As the Israelites resume their march in the wilderness, the movement of God’s protective cloud marks the time of their journey:
The Pitch: “In the second year, on the twentieth day of the second month, the cloud lifted from the Tabernacle of the Pact and the Israelites set out on their journeys from the wilderness of Sinai. The cloud came to rest in the wilderness of Paran. When the march was to begin, at the LORD’s command through Moses …” – Numbers 10:11-13
Swing #1: “Ten days is a unit of time found [multiple times in the Bible]. The tenth day of the month appears as the date of a feast or an event; the 20th day is mentioned less frequently.” – Roland de Vaux, Ancient Israel
Swing #2: “The priestly writers greatly expanded the area of the Wilderness of Paran, it seems. In Numbers 13:3 and 26, verses that were both rewritten by the priestly school, an overlap occurs, with the result that Kadesh is said to be located in the Wilderness of Paran, and the Wilderness of Paran is said to be part of Sinai, so that Kadesh is not located in Canaan. According to the priestly tradition, the Israelites remained in the Wilderness of Paran, as it turned out, for about thirty-eight of the forty years of their migrations.” – Baruch A. Levine, Numbers 1-20
Swing #3: “They spent 12 months less 10 days at Horeb, for, see now, on the first of the month of Sivan, they encamped there, and they did not travel until the 20th of Iyar, of the following year.” – Rashi
Late-Inning Questions: Do you think it’s significant that the Israelites spent 10 days short of one year at Mount Sinai? If so, what is the significance? How is the movement of God’s protective cloud an effective symbol of turning points in the Israelites’ journey? Are there objects in your life that help mark the passage of time? Are these objects significant to you because of it?
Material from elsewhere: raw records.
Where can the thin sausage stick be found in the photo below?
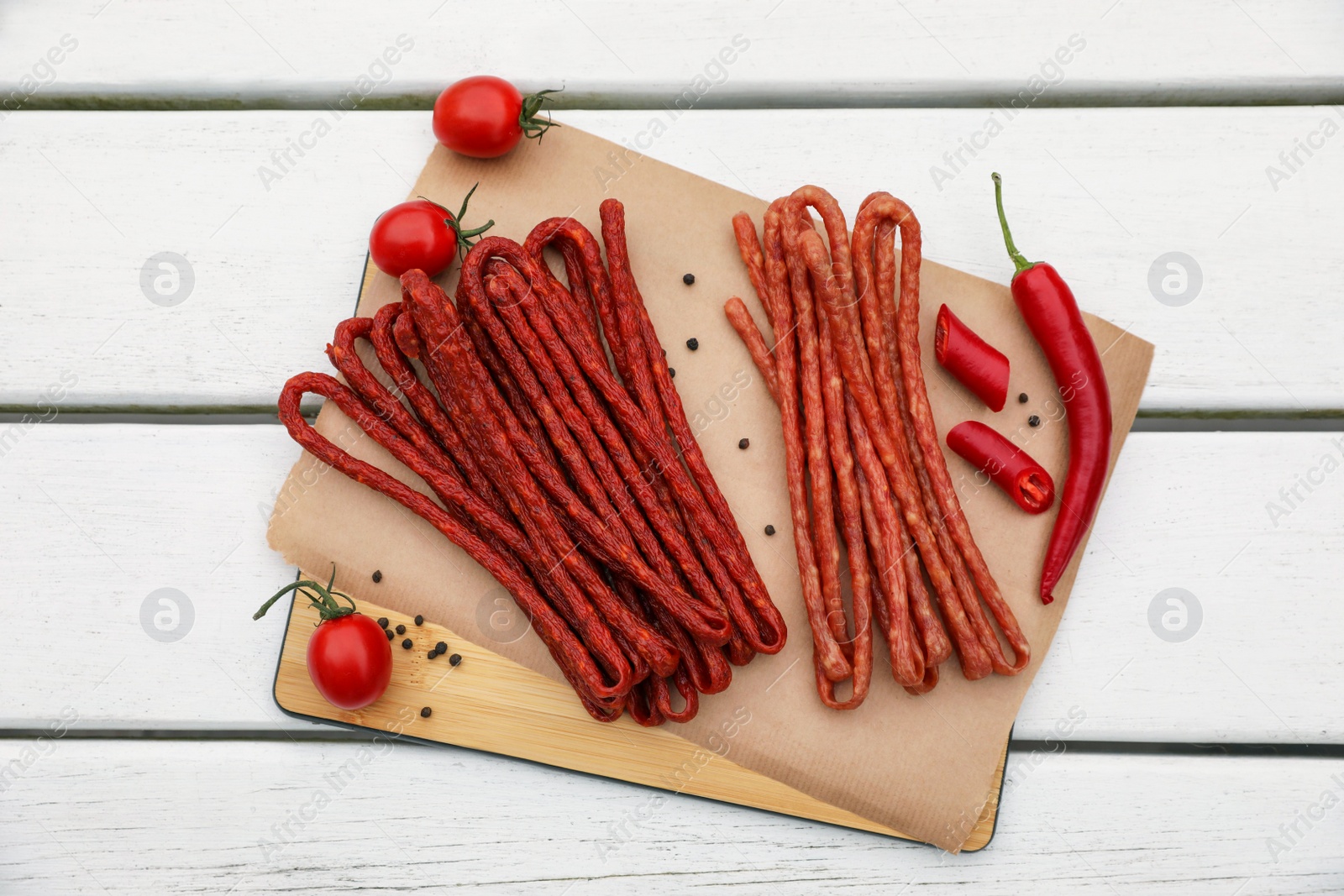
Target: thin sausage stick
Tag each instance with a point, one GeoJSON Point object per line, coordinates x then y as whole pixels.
{"type": "Point", "coordinates": [633, 421]}
{"type": "Point", "coordinates": [831, 631]}
{"type": "Point", "coordinates": [753, 611]}
{"type": "Point", "coordinates": [925, 429]}
{"type": "Point", "coordinates": [875, 280]}
{"type": "Point", "coordinates": [907, 661]}
{"type": "Point", "coordinates": [570, 654]}
{"type": "Point", "coordinates": [974, 658]}
{"type": "Point", "coordinates": [851, 516]}
{"type": "Point", "coordinates": [741, 320]}
{"type": "Point", "coordinates": [467, 387]}
{"type": "Point", "coordinates": [796, 457]}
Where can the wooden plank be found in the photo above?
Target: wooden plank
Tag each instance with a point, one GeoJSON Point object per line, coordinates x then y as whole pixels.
{"type": "Point", "coordinates": [246, 817]}
{"type": "Point", "coordinates": [131, 510]}
{"type": "Point", "coordinates": [847, 53]}
{"type": "Point", "coordinates": [494, 705]}
{"type": "Point", "coordinates": [1101, 192]}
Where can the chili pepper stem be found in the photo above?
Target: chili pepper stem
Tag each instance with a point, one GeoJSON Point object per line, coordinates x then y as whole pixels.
{"type": "Point", "coordinates": [1019, 262]}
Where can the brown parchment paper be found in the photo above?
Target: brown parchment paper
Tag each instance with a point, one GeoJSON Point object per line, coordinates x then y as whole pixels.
{"type": "Point", "coordinates": [920, 765]}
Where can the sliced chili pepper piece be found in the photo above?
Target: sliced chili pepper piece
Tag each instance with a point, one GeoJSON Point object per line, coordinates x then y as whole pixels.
{"type": "Point", "coordinates": [1007, 465]}
{"type": "Point", "coordinates": [976, 364]}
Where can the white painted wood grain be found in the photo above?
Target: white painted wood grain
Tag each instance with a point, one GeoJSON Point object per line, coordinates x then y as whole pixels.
{"type": "Point", "coordinates": [192, 817]}
{"type": "Point", "coordinates": [602, 53]}
{"type": "Point", "coordinates": [1101, 192]}
{"type": "Point", "coordinates": [101, 516]}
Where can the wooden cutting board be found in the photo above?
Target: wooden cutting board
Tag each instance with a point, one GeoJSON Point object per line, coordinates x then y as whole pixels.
{"type": "Point", "coordinates": [494, 705]}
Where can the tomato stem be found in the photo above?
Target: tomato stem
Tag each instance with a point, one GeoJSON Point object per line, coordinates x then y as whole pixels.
{"type": "Point", "coordinates": [528, 120]}
{"type": "Point", "coordinates": [454, 222]}
{"type": "Point", "coordinates": [324, 600]}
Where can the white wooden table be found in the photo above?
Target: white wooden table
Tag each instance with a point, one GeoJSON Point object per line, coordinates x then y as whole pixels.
{"type": "Point", "coordinates": [139, 450]}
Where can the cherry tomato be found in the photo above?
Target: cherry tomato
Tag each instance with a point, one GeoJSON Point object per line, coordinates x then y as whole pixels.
{"type": "Point", "coordinates": [413, 234]}
{"type": "Point", "coordinates": [349, 658]}
{"type": "Point", "coordinates": [486, 116]}
{"type": "Point", "coordinates": [349, 661]}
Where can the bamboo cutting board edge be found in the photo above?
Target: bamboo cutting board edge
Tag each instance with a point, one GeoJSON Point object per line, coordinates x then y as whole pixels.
{"type": "Point", "coordinates": [497, 705]}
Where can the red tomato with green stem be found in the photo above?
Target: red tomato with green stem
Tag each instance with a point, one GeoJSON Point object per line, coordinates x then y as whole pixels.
{"type": "Point", "coordinates": [349, 658]}
{"type": "Point", "coordinates": [486, 116]}
{"type": "Point", "coordinates": [421, 234]}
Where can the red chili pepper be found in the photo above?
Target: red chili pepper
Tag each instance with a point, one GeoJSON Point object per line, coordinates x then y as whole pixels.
{"type": "Point", "coordinates": [976, 364]}
{"type": "Point", "coordinates": [1007, 465]}
{"type": "Point", "coordinates": [1052, 313]}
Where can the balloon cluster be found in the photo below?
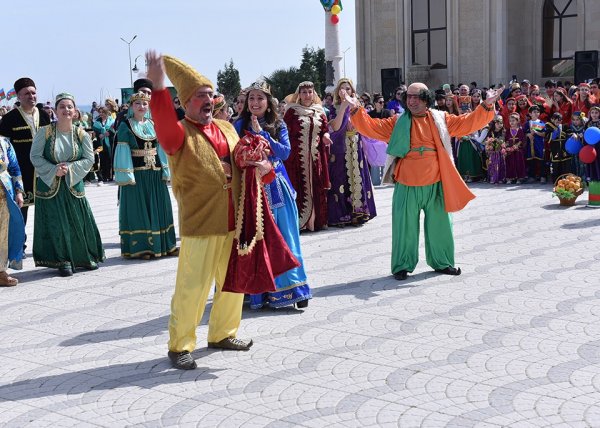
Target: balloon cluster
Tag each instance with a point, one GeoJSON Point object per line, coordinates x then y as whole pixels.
{"type": "Point", "coordinates": [335, 7]}
{"type": "Point", "coordinates": [587, 154]}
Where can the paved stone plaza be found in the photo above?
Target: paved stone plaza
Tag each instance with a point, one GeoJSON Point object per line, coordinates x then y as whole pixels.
{"type": "Point", "coordinates": [514, 341]}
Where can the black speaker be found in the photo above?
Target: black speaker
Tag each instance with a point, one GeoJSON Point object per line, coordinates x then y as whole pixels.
{"type": "Point", "coordinates": [390, 80]}
{"type": "Point", "coordinates": [586, 66]}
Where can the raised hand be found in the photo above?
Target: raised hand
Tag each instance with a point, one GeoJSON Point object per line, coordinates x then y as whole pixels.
{"type": "Point", "coordinates": [492, 95]}
{"type": "Point", "coordinates": [255, 125]}
{"type": "Point", "coordinates": [155, 69]}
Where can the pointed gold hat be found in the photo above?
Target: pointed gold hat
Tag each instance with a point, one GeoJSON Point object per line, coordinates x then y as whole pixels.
{"type": "Point", "coordinates": [185, 79]}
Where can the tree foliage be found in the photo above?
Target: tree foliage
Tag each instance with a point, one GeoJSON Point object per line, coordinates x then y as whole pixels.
{"type": "Point", "coordinates": [228, 82]}
{"type": "Point", "coordinates": [312, 67]}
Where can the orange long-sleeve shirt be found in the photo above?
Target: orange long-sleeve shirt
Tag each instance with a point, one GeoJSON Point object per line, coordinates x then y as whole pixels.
{"type": "Point", "coordinates": [422, 168]}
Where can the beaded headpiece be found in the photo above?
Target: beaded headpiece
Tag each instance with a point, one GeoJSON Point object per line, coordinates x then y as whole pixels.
{"type": "Point", "coordinates": [139, 96]}
{"type": "Point", "coordinates": [260, 86]}
{"type": "Point", "coordinates": [63, 96]}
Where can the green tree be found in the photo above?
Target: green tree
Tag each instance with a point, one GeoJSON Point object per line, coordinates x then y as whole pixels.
{"type": "Point", "coordinates": [284, 82]}
{"type": "Point", "coordinates": [228, 82]}
{"type": "Point", "coordinates": [312, 68]}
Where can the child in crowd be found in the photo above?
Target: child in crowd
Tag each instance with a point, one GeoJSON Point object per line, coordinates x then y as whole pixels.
{"type": "Point", "coordinates": [562, 104]}
{"type": "Point", "coordinates": [494, 149]}
{"type": "Point", "coordinates": [509, 107]}
{"type": "Point", "coordinates": [534, 152]}
{"type": "Point", "coordinates": [575, 130]}
{"type": "Point", "coordinates": [515, 151]}
{"type": "Point", "coordinates": [557, 156]}
{"type": "Point", "coordinates": [594, 119]}
{"type": "Point", "coordinates": [523, 105]}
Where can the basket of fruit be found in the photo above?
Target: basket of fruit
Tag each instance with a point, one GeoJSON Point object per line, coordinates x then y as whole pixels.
{"type": "Point", "coordinates": [567, 188]}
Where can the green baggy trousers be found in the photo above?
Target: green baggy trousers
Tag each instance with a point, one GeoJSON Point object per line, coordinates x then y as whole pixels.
{"type": "Point", "coordinates": [408, 201]}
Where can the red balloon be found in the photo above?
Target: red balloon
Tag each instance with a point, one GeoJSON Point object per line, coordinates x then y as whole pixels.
{"type": "Point", "coordinates": [587, 154]}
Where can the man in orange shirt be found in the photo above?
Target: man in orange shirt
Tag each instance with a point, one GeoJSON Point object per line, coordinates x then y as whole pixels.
{"type": "Point", "coordinates": [421, 167]}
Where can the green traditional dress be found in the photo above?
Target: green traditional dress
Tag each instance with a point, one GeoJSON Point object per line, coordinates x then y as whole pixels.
{"type": "Point", "coordinates": [145, 212]}
{"type": "Point", "coordinates": [65, 232]}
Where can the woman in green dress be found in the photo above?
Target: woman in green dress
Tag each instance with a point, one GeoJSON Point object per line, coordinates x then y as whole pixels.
{"type": "Point", "coordinates": [141, 171]}
{"type": "Point", "coordinates": [65, 232]}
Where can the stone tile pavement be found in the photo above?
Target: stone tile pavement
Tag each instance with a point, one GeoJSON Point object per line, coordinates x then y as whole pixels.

On-Deck at Emanu-El: Please join us at services Saturday, June 2nd, as Barak Malichi will join us for a musical presentation. Barak is an Israeli professional guitarist and bassist. He has worked in music and informal education since serving in the Israeli army. Barak will join us in partnership with OTS Amiel BaKehila, a new initiative of Israel’s Ministry of Diaspora Affairs.
The Big Inning at the End: Speaking of the passage of time, fans continue to marvel at the career of Texas Rangers pitcher Bartolo Colon, who continues to pitch effectively even after his recent 45th birthday. To put it in perspective, Colon’s rookie year was in 1997 … one year before Washington Nationals outfielder Juan Soto was born.